There is also a variety of CHC called FQHC "look-alikes." These are community-based providers that meet the requirements of the Health Center Program but don't receive funding from that source. As the HRSA website says, "They provide primary care services in underserved areas, provide care on a sliding fee scale based on ability to pay, and operate under a governing board that includes patients."
Advantages to becoming a look-alike entity are that these programs are paid for services rendered to Medicare and Medicaid patients through the FQHC Prospective Payment System (PPS), drug discounts via the 340B Drug Pricing Program, free vaccines for children without insurance or who are under-insured as part of the Vaccines for Children Program, they receive help finding and keeping primary care providers via the National Health Service Corps, and they receive technical assistance.
Again quoting from the Penn website, "Because they do not receive Section 330 grant funding, FQHC look-alikes have a slightly different mix of revenues, with nearly 20% coming from private insurance. However, they also derive a significant portion of their revenues from nonpatient care sources, including 18% from grants and contracts (primarily state, local, and foundation grants).
RHCs and FQHCs by the Numbers
Now that we have a baseline understanding of what RHCs and FQHCs are, and the differences between them, let's look at how they've developed over the years. Let's start by reviewing the number of RHCs that currently exist in each state. The Centers for Medicare and Medicaid Services (CMS) only lists data for 45 states, which I've arranged in descending order from most to least number of RHCs per state:
Data courtesy of CMS
As you can see, Kentucky leads the way with 409 RHCs, followed by Texas with 349 sites and Tennessee with 320 sites. It's also interesting to look at the pace of RHC expansion among states. The area charts below track the states with the most inflows of RHCs between 1950 and 2026:
Data courtesy of CMS
Tennessee is a big outlier among the states, particularly in the 1990s. Although it's outside the scope of this blog post, it would be instructive to delve into what legislative environment existed in the state in that time period to facilitate such extensive growth.
Turning now to FQHCs, let's review how many centers there are per state (data courtesy of CMS):
Data courtesy of CMS
The list above includes U.S. Territories like the U.S. Virgin Islands, Guam, and the Northern Mariana Islands. There are far more FQHCs in California than in any other state. Interestingly, while Texas comes in second on both lists (of both RHCs and FQHCs), the top fifteen or so states on both lists have very little overlap.

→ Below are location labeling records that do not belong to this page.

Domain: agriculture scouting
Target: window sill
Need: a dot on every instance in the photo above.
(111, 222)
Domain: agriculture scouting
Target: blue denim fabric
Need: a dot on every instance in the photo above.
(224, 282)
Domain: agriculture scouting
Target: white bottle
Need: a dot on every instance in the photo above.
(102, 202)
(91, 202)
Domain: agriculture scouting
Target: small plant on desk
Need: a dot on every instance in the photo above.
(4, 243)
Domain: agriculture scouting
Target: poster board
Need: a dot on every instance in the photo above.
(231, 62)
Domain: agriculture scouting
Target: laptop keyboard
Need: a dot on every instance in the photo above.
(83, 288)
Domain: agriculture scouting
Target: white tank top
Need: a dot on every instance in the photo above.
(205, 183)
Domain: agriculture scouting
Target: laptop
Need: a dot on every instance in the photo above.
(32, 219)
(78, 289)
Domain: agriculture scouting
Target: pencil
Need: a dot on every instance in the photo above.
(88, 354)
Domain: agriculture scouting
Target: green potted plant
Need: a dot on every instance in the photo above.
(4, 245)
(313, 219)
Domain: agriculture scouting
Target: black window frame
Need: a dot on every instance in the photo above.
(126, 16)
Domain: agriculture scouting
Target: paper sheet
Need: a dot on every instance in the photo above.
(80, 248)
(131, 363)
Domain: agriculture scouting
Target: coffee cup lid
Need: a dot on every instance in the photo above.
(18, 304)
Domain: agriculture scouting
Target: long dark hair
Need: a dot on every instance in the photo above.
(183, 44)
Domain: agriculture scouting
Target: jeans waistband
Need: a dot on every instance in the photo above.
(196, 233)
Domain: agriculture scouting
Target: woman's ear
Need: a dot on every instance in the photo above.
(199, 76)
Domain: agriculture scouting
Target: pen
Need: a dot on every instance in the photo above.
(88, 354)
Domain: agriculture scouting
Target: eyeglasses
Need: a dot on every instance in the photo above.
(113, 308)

Like our "top 10" (well, technically "top 11") RHCs incorporations per state charts above, I've graphed the same trends for FQHCs between 1965 and 2026 in the charts below:
Data courtesy of CMS
North Carolina is the real outlier here, with a spike in FQHC incorporations after the year 2000s, which happened in no other state in the top 10.
Keeping our focus on FQHCs for a moment, if we examine the years when the most number of FQHCs were established, we'll see that they reached their pinnacle of growth from the 1970s through the 1990s; indeed, there are only a few years since 2000 that a significant number of FQHCs were incorporated. These years are highlighted in the chart below:
Data courtesy of CMS
To consider FQHCs another way, let's look at a graph of annual FQHCs incorporated between the years 1950 and 2026. As mentioned before, the 1970s and 1980s were a boom time for these federally-funded centers, and their growth tapered off in the early 2000s. Ever since, growth has remained at a low level. Here is the current rate of incorporation of the centers:
Data courtesy of CMS
It will be interesting to see how the countervailing forces of Medicaid cuts and the RHTP interact to establish a new landscape for RHCs and FQHCs. Will they cancel each other out and maintain the status quo? Will CMS' calculations favor some states over others, paving the way for uneven expansion of these centers? I'll be watching and will report what I find in the numbers.